Reputation: 213
When training a model using OpenNMT-py, we get a dict as output, containing the weights and biases of the network. However, these tensors have requires_grad = False, and so, do not have a gradient. For example. with one layer, we might have the following tensors, denoting embeddings as well as weights and biases in the encoder and decoder. None of them have a gradient attribute.
encoder.embeddings.emb_luts.0.weight
decoder.embeddings.emb_luts.0.weight
encoder.rnn.weight_ih_l0
encoder.rnn.weight_hh_l0
encoder.rnn.bias_ih_l0
encoder.rnn.bias_hh_l0
decoder.rnn.layers.0.weight_ih
decoder.rnn.layers.0.weight_hh
decoder.rnn.layers.0.bias_ih
decoder.rnn.layers.0.bias_hh
Can OpenNMT-py be made to set requires_gradient = True with some option I have not found or is there some other way to obtain the gradient of these tensors?
Upvotes: 0
Views: 94
Reputation: 11213
The gradients are accessible only inside the training loop, where optim.step()

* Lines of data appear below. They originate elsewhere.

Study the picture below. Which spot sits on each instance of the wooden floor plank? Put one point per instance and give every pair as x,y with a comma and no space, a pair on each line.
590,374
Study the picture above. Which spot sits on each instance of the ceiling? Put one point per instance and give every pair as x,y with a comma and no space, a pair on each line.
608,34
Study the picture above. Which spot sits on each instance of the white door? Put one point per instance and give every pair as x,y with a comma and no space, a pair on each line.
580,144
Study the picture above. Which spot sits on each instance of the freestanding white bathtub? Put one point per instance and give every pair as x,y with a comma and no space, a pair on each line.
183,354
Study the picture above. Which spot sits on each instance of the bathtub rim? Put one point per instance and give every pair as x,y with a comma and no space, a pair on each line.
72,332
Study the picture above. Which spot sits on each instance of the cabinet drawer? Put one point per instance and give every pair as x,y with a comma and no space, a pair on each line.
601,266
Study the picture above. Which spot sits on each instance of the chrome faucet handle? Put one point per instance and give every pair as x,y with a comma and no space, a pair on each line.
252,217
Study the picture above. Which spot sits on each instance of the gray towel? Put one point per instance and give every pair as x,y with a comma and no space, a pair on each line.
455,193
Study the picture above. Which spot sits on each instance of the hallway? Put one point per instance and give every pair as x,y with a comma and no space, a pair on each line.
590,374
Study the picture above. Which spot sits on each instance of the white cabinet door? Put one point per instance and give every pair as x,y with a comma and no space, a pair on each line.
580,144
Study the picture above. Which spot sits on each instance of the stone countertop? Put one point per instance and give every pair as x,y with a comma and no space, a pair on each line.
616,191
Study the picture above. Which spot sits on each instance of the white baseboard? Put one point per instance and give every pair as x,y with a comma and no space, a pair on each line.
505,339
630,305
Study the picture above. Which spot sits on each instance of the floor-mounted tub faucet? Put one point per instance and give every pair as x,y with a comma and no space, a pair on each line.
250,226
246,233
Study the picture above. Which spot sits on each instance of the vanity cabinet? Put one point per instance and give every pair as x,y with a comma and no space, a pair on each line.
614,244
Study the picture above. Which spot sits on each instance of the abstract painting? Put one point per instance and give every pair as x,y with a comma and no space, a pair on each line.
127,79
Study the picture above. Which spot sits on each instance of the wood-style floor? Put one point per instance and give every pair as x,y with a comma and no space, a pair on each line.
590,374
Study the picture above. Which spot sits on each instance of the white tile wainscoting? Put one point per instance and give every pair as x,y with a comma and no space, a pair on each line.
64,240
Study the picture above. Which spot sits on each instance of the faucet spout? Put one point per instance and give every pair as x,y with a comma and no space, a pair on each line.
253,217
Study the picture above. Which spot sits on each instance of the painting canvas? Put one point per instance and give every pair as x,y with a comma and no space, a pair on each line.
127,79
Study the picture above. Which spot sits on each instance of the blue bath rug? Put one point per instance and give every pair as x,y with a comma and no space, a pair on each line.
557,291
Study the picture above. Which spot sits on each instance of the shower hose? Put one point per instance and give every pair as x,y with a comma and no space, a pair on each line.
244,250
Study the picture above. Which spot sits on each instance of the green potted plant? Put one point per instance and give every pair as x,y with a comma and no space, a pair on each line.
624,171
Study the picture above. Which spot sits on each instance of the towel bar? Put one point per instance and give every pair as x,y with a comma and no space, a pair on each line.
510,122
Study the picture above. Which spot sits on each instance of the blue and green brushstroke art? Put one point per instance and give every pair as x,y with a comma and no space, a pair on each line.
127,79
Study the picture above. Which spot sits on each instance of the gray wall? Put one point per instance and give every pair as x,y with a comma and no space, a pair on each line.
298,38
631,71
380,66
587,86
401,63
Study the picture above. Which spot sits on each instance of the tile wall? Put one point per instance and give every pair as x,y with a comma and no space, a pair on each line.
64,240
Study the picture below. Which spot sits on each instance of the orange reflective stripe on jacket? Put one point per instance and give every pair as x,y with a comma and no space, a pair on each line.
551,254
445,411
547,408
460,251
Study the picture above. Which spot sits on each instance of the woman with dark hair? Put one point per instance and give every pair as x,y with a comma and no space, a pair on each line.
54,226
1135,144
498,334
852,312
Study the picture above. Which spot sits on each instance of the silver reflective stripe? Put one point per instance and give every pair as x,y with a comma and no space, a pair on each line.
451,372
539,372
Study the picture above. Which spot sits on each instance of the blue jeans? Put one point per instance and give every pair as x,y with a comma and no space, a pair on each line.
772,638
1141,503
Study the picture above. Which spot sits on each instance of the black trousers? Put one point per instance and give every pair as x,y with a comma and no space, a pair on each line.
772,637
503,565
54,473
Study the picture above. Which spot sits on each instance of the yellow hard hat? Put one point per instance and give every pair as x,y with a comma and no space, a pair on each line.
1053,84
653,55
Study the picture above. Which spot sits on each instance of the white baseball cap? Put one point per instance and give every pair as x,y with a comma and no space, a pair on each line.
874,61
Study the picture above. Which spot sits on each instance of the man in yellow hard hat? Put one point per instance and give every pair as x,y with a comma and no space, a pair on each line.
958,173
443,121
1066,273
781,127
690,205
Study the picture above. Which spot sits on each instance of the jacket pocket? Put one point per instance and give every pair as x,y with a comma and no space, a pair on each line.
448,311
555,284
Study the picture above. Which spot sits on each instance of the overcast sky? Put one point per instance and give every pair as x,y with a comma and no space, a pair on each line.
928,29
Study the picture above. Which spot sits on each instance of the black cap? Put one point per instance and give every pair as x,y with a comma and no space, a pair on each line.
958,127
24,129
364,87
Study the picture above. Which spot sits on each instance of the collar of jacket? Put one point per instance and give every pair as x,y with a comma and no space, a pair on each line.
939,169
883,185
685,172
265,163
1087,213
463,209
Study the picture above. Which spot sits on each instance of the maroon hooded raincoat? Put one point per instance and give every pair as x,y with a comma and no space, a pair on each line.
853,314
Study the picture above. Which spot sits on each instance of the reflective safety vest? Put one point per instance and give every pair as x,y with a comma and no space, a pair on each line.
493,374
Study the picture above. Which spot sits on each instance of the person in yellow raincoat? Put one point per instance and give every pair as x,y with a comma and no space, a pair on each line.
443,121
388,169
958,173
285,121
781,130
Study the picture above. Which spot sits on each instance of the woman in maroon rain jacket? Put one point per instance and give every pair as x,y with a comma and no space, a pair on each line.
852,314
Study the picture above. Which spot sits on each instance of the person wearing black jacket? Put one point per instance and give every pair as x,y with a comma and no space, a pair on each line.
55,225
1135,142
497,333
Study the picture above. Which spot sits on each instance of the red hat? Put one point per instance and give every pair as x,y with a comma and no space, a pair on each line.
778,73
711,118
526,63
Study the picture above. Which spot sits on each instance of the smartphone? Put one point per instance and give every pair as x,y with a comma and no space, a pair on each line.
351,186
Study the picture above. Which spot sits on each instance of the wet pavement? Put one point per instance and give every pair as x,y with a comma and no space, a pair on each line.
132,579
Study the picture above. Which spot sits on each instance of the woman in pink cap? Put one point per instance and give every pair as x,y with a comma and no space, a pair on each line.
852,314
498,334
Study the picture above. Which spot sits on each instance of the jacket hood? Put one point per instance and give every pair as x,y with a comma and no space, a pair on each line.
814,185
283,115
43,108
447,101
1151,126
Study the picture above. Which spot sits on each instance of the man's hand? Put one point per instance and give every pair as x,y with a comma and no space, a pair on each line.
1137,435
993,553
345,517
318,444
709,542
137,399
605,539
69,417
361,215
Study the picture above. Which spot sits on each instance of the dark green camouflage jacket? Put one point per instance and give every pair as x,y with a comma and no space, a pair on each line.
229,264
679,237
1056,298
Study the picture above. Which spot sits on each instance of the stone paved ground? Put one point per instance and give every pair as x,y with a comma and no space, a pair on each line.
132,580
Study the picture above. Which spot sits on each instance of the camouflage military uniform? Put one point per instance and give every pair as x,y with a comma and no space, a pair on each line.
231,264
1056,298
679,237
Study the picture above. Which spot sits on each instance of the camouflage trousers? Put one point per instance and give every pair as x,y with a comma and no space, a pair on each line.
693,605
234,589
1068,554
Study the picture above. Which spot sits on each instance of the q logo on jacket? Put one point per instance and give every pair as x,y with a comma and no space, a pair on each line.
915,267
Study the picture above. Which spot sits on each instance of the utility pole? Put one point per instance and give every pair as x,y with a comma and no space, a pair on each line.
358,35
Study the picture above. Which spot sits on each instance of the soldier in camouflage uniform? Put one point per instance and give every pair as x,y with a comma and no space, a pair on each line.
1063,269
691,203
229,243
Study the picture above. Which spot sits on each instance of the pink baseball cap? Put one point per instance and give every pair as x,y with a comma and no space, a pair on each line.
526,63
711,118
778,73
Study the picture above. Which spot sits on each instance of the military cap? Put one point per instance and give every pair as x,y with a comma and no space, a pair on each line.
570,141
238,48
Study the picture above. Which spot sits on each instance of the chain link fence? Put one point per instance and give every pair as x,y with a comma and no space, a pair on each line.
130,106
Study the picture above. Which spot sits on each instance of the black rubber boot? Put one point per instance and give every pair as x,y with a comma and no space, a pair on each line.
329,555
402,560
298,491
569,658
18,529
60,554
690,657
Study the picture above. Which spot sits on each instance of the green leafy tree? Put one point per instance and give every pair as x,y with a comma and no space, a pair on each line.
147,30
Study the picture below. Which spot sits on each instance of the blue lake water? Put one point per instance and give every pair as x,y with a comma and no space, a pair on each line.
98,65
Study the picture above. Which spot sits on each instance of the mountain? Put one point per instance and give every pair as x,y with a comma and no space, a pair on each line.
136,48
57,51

is called. If you want to log the gradients (or norm of gradients or whatever) to TensorBoard, you can probably best get them before the optimizer step is called. It happens in the _gradient_accumulation
method of the Trainer
object.
Be aware that there are two places where optim.step()
is called. Which one is used depends on whether you do the update after every batch or whether you accumulate gradient from multiple batches and do the update afterward.
Upvotes: 0